Participants from the Music for Youth in Cincinnati's (MYCincinnati's) free youth orchestra program in Price Hill.

CCM Hosts Gathering of Midwestern “El Sistema” Inspired Programs This Weekend

This Saturday, May 9, CCM will welcome “El Sistema” inspired programs from throughout the region for the Fourth Annual Midwestern Seminario.

Hosted by CCM’s Preparatory Department and Office of Community Engagement, the event will draw nearly 200 young performing artists who are involved in programs inspired by “El Sistema,” Venezuela’s National Network of Youth and Children Orchestras. Over the past 35 years, El Sistema has evolved into a world-renowned youth development program, which uses music as a vehicle for social change. El Sistema’s success in helping children build better futures has led to the creation of similar programs in over 30 countries around the world.

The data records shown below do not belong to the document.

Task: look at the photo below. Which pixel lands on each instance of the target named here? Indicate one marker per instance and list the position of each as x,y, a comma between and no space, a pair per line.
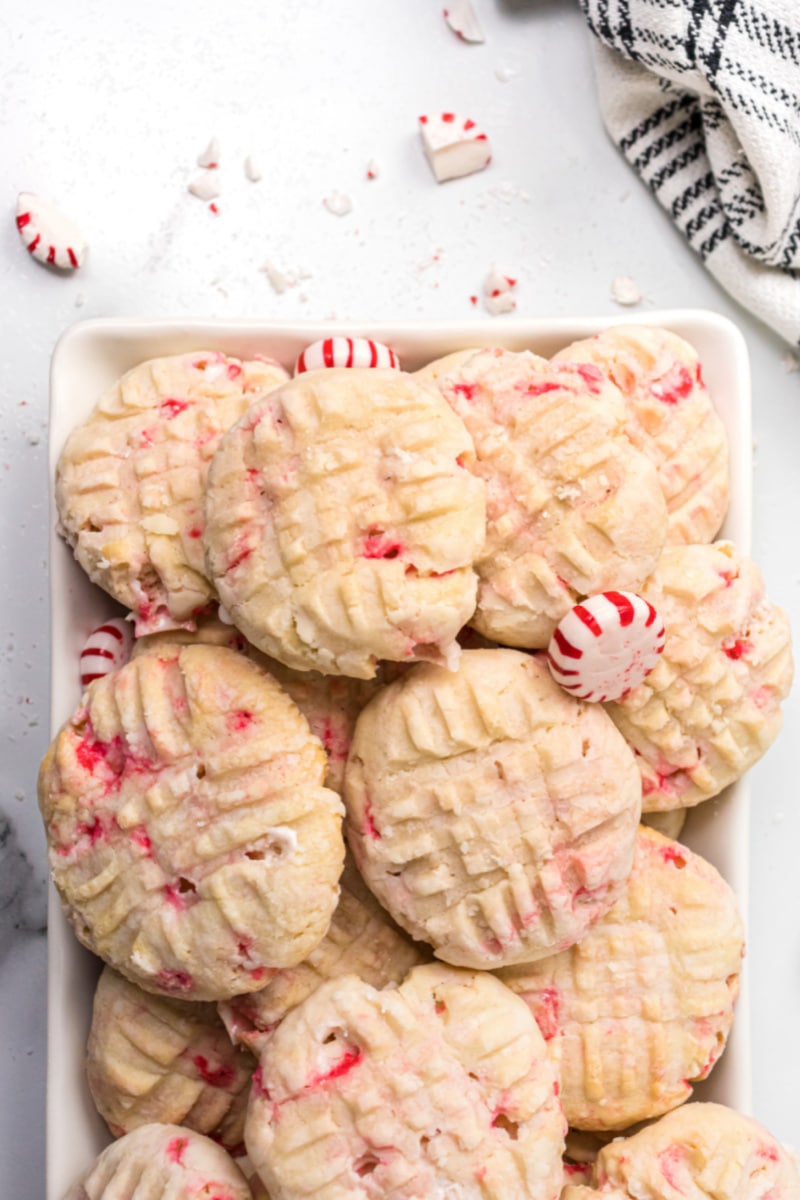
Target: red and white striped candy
606,646
453,145
107,649
346,352
47,234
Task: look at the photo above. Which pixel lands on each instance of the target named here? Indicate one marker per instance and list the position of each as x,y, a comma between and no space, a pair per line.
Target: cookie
155,1060
641,1008
698,1150
131,478
711,706
190,834
572,508
330,703
162,1162
342,522
493,815
439,1087
671,418
361,940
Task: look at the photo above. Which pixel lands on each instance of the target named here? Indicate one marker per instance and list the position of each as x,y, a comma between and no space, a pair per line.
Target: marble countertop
104,109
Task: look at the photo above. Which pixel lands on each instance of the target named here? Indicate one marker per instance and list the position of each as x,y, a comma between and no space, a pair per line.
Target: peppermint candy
453,145
606,646
107,649
346,352
48,235
462,19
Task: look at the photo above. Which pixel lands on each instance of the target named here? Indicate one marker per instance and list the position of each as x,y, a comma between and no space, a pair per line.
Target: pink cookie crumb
174,981
674,385
343,1067
239,720
378,545
172,408
547,1003
215,1077
175,1150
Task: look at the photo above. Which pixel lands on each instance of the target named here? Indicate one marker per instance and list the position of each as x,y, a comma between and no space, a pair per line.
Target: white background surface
103,108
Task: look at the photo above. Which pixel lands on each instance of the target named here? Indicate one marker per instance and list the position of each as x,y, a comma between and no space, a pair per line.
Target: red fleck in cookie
190,834
671,419
641,1008
162,1162
342,522
131,479
330,703
698,1150
362,940
439,1087
492,815
169,1061
711,706
572,508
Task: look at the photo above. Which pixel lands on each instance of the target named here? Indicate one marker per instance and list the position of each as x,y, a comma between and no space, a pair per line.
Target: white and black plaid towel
703,99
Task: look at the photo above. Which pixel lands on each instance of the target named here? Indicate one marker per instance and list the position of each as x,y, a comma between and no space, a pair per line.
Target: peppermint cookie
342,522
492,815
439,1087
361,940
191,838
699,1150
330,703
711,706
572,508
162,1162
155,1060
641,1008
671,419
131,479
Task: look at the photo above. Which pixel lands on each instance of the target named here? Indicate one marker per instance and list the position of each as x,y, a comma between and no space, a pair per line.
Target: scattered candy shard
346,352
462,19
606,646
48,234
498,291
453,145
210,156
206,186
625,291
107,649
338,204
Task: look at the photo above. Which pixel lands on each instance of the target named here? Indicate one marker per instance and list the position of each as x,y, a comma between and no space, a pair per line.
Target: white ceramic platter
86,360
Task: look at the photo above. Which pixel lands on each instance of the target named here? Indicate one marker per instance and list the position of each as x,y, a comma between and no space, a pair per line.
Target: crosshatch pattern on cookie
492,814
641,1008
342,522
190,834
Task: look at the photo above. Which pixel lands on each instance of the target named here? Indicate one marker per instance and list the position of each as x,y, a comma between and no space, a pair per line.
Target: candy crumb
338,203
625,291
210,156
252,169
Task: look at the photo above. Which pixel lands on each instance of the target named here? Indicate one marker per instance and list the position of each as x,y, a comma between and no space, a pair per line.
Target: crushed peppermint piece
625,291
210,156
338,204
453,145
48,234
462,19
498,293
206,186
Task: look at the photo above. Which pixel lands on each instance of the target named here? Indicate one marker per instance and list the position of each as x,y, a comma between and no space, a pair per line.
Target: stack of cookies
343,588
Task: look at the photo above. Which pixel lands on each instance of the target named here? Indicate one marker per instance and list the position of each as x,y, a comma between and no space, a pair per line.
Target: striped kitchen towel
703,99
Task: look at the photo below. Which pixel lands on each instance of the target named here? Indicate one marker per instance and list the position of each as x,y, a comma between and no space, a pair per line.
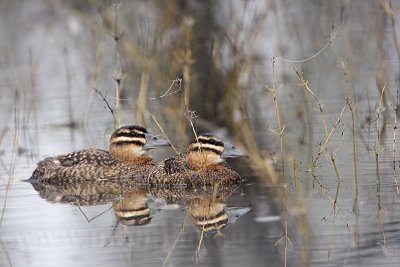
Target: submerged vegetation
310,92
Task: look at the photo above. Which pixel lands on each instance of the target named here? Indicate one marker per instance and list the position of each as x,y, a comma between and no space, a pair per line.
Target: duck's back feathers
91,164
176,171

Participating programs include North Limestone Music Works (Lexington, KY), Shift: Englewood Youth Orchestra (Chicago), Q the Music (Dayton, Ohio), MYCincinnati (Cincinnati) and the Avondale Youth Orchestra (Cincinnati).

The Seminario‘s guest speakers will include CCM Dean Peter Landgren and UC President Santa J. Ono.

The program on Saturday, May 9, will culminate with a participant’s concert at 4 p.m. in CCM’s Corbett Auditorium. The concert is free and open to the general public!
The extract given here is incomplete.